Jordan’s King Abdullah II wrote that Ali “fought hard, not only in the ring, but in life for his fellow citizens and civil rights”.

“The world has lost today a great unifying champion whose punches transcended borders and nations,” King Abdullah wrote on his Twitter account. Accompanying his tweet was a photo of Ali, King Hussein, Abdullah’s late father, and US president Gerald Ford – all in tuxedos.

Yet others in the region remember him for his boxing first, not his religion or politics.

“To me, he was primarily a boxing role model to follow,” said Mohammed Assem Faheem, a three-time youth heavyweight champion in his native Egypt.

“When I watched tapes of his fights, I focused on two things: His footwork and defence tactics. I could not copy them, they were too good for me,” said Faheem, 26 who is better known by his nickname, Konga.

To boxing coach Nashaat Nashed, 55, who is also a member of Egypt’s Coptic Christian minority, Ali was an inspiration. “God created him to box, not for anything else.

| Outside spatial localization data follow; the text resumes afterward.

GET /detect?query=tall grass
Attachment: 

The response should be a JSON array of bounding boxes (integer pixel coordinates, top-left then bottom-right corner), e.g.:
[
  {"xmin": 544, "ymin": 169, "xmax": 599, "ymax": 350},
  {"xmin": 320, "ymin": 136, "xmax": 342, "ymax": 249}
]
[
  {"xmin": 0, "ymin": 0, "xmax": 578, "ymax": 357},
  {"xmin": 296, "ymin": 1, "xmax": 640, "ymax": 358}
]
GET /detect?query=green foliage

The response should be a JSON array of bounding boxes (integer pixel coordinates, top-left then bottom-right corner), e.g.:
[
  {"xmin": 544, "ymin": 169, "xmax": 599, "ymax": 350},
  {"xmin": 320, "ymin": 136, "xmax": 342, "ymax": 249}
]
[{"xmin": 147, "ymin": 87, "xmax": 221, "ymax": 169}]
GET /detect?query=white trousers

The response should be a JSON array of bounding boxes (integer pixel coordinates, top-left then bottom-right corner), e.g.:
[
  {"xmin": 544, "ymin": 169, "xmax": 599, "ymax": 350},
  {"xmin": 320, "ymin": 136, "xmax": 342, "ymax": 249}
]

I owe it to him that I took up boxing and that I fell in love with the sport.”

Nizam Zayed, 48, a Palestinian handyman at a gym in the West Bank city of Ramallah, said he watched most of Ali’s matches during the old days of black-and-white television.

“My generation liked Muhammed Ali because he was very good at boxing and because his name was Muhammed Ali and he was a Muslim.”

Pakistan’s cricket legend-turned-politician Imran Khan, writing a series of tweets mourning Ali’s death, described the boxer as the “greatest sportsman of all time” and a man of strong convictions. “Sportsmen have a limited career life span in which they can earn and Ali sacrificed it for his beliefs with courage and conviction.”

In Iraq, where Ali visited in 1990 to secure the release of 15 Americans who had been taken hostage by Saddam Hussein, retired heavyweight boxer Ismail Khalil mourned “the greatest”.

“Today marks the death of a great champion. It is sad day for the world of boxing. This champion does not represent America only, but the entire Islamic world too.”